NVIDIA is looking for a Senior Data Engineer to build and evolve the data backbone for our R&D telemetry and performance analytics ecosystem. In this role, you will be responsible for processing raw, large quantities of data from live systems at the cluster level and developing flexible, reliable, and scalable data handling pipelines that adapt to rapid change, delivering clean, trusted data for engineers and researchers.
What You'll Do
- Build flexible data ingestion and transformation frameworks that can easily handle evolving schemas and changing data contracts
- Develop and maintain ETL/ELT workflows for refining, enriching, and classifying raw data into analytics-ready form
- Collaborate with R&D, hardware, DevOps, ML engineers, data scientists and performance analysts to ensure accurate data collection from embedded systems, firmware, and performance tools
- Automate schema detection, versioning, and validation to ensure smooth evolution of data structures over time
- Maintain data quality and reliability standards, including tagging, metadata management, and lineage tracking
- Enable self-service analytics by providing curated datasets, APIs, and Databricks notebooks
What We're Looking For
- B.Sc. or M.Sc. in Computer Science, Computer Engineering, or a related field
- 5+ years of experience in data engineering, ideally in telemetry, streaming, or performance analytics domains
- Confirmed experience with Databricks and Apache Spark (PySpark or Scala)
- Understanding of streaming processes and their applications (e.g., Apache Kafka for ingestion, schema registry, event processing)
- Proficiency in Python and SQL for data transformation and automation
- Shown knowledge in schema evolution, data versioning, and data validation frameworks (e.g., Delta Lake, Great Expectations, Iceberg, or similar)
- Experience working with cloud platforms (AWS, GCP, or Azure) — AWS preferred
- Familiarity with data orchestration tools (Airflow, Prefect, or Dagster)

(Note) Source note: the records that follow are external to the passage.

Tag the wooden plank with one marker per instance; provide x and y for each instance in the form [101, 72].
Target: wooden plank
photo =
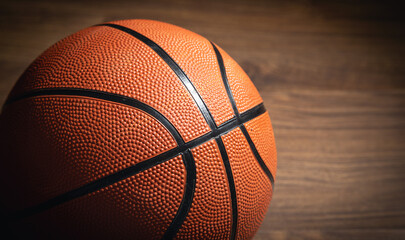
[340, 160]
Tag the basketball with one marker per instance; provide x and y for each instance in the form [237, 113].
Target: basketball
[135, 129]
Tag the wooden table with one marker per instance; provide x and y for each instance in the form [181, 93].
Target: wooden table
[332, 75]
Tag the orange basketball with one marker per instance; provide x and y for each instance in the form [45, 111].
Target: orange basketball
[135, 129]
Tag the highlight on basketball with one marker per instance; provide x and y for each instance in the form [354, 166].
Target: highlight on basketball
[135, 129]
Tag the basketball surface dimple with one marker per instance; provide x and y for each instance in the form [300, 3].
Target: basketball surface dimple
[135, 129]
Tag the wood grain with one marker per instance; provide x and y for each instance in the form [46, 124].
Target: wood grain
[331, 74]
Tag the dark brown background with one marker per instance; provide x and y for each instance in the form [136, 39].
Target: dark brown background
[331, 73]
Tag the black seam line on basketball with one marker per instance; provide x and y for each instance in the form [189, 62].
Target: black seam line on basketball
[188, 195]
[235, 109]
[108, 97]
[137, 168]
[176, 69]
[257, 155]
[225, 80]
[231, 183]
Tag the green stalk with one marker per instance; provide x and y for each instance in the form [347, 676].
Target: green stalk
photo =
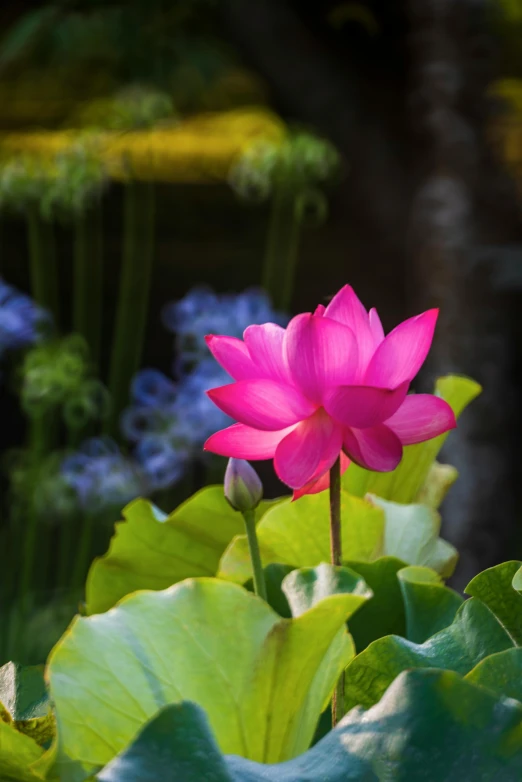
[38, 444]
[281, 254]
[66, 547]
[255, 556]
[336, 557]
[88, 278]
[44, 269]
[133, 298]
[83, 551]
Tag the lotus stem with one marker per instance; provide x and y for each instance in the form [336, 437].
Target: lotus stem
[255, 556]
[44, 269]
[88, 278]
[133, 298]
[83, 551]
[336, 556]
[38, 444]
[281, 254]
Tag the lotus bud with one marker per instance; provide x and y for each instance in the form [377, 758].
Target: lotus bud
[243, 489]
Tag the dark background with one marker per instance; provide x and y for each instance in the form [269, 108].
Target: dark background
[425, 213]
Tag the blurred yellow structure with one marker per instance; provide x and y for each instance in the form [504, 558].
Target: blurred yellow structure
[198, 149]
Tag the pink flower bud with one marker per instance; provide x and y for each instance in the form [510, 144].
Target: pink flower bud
[243, 489]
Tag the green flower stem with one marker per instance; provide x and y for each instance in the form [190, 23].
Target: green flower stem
[281, 254]
[88, 278]
[37, 445]
[66, 543]
[255, 556]
[133, 299]
[336, 557]
[44, 269]
[83, 551]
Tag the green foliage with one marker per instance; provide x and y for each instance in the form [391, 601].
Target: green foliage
[17, 754]
[262, 680]
[496, 587]
[406, 482]
[430, 725]
[473, 635]
[175, 745]
[153, 551]
[23, 696]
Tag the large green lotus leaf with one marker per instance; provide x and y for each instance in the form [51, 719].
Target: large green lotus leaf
[384, 613]
[412, 534]
[495, 587]
[275, 597]
[298, 534]
[153, 551]
[439, 481]
[429, 605]
[473, 635]
[429, 726]
[204, 640]
[501, 673]
[24, 695]
[17, 754]
[177, 745]
[406, 482]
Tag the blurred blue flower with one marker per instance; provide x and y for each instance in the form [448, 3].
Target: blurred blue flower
[102, 476]
[22, 322]
[203, 312]
[168, 421]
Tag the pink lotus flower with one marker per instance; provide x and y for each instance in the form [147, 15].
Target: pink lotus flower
[330, 383]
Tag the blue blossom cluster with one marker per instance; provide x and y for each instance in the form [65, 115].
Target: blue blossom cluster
[169, 421]
[102, 476]
[22, 322]
[203, 312]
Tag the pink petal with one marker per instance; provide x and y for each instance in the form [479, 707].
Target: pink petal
[314, 441]
[363, 406]
[421, 417]
[263, 404]
[322, 482]
[376, 327]
[244, 442]
[233, 356]
[265, 346]
[377, 449]
[401, 354]
[346, 308]
[320, 353]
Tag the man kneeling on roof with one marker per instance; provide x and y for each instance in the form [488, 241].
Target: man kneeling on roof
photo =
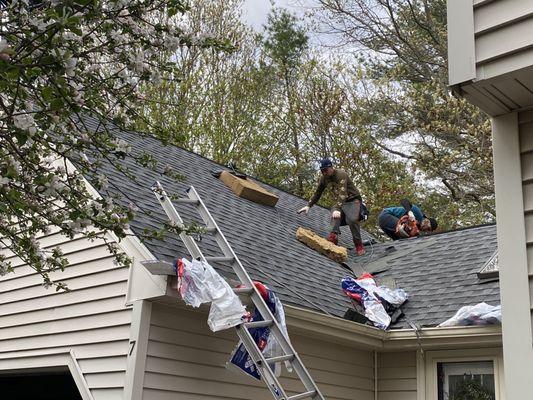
[405, 221]
[346, 208]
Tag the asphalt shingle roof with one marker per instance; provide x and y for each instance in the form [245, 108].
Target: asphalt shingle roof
[438, 272]
[439, 276]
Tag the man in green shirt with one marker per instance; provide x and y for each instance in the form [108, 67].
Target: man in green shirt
[345, 210]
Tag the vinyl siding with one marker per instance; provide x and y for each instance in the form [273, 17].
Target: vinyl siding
[185, 360]
[504, 35]
[397, 376]
[526, 150]
[91, 319]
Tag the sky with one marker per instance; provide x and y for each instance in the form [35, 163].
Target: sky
[255, 12]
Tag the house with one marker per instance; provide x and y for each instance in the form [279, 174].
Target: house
[491, 65]
[124, 334]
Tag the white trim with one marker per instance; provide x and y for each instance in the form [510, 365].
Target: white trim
[46, 360]
[433, 357]
[136, 364]
[420, 375]
[351, 333]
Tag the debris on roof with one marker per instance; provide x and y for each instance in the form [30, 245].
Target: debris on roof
[248, 189]
[479, 314]
[323, 246]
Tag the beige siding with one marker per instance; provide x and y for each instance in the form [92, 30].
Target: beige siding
[504, 35]
[526, 149]
[397, 376]
[185, 360]
[91, 319]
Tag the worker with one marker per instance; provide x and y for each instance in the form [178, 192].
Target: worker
[345, 210]
[405, 221]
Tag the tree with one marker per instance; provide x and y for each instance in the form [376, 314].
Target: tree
[402, 97]
[61, 63]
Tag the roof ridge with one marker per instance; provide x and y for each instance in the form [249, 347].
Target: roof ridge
[152, 136]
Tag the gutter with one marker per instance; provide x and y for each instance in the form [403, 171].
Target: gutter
[321, 326]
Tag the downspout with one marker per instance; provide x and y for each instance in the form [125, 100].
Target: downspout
[375, 375]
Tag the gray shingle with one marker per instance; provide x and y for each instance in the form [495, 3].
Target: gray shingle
[439, 277]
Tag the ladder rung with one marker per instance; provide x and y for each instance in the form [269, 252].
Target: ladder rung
[286, 357]
[258, 324]
[186, 201]
[303, 395]
[243, 290]
[219, 259]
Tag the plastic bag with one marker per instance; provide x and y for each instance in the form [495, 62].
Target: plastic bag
[200, 283]
[268, 345]
[364, 289]
[479, 314]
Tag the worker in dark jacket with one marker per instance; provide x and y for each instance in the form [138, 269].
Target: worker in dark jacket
[345, 210]
[405, 221]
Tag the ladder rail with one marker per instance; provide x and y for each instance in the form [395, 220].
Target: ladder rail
[270, 379]
[257, 299]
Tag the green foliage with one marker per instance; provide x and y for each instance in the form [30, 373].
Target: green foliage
[62, 64]
[401, 96]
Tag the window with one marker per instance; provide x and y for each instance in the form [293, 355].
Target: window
[466, 380]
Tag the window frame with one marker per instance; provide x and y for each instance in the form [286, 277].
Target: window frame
[432, 358]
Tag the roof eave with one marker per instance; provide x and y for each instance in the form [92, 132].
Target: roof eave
[321, 326]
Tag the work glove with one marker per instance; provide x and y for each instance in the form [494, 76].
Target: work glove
[304, 210]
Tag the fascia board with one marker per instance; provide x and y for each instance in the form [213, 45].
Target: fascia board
[318, 325]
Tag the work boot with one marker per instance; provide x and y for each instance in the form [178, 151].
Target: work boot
[359, 249]
[333, 238]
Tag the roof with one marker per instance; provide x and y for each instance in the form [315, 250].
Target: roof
[438, 272]
[439, 277]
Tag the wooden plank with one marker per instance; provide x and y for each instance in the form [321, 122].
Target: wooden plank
[323, 246]
[51, 300]
[248, 189]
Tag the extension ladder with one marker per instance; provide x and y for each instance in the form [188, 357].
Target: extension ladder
[247, 288]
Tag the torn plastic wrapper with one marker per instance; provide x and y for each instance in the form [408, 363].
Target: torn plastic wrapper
[265, 342]
[199, 283]
[365, 291]
[479, 314]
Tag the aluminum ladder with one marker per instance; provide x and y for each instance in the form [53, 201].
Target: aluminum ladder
[248, 289]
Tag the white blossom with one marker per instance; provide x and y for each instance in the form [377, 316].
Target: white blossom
[69, 65]
[25, 122]
[103, 182]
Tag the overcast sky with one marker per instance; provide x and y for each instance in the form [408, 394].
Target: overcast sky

- Experience handling time-series, telemetry, or real-time data from distributed systems
Nice to Have
- Exposure to hardware, firmware, or embedded telemetry environments
- Knowledge of real-time analytics frameworks (Spark Structured Streaming, Flink, Kafka Streams)
- Understanding of system performance metrics (latency, throughput, resource utilization)
- Experience with data cataloging or governance tools (DataHub, Collibra, Alation)
- Familiarity with CI/CD for data pipelines and infrastructure-as-code practices
Technical Stack
- Databricks, Apache Spark, PySpark, Scala, Apache Kafka, Python, SQL
- Delta Lake, Great Expectations, Iceberg
- AWS, GCP, Azure
- Airflow, Prefect, Dagster, Spark Structured Streaming, Flink, Kafka Streams
- DataHub, Collibra, Alation
Team & Environment
You will be part of a fast-paced R&D organization.
Benefits & Compensation
- Competitive salaries
- Generous benefits package
Work Mode
This position follows a hybrid work model.
NVIDIA is an equal opportunity employer.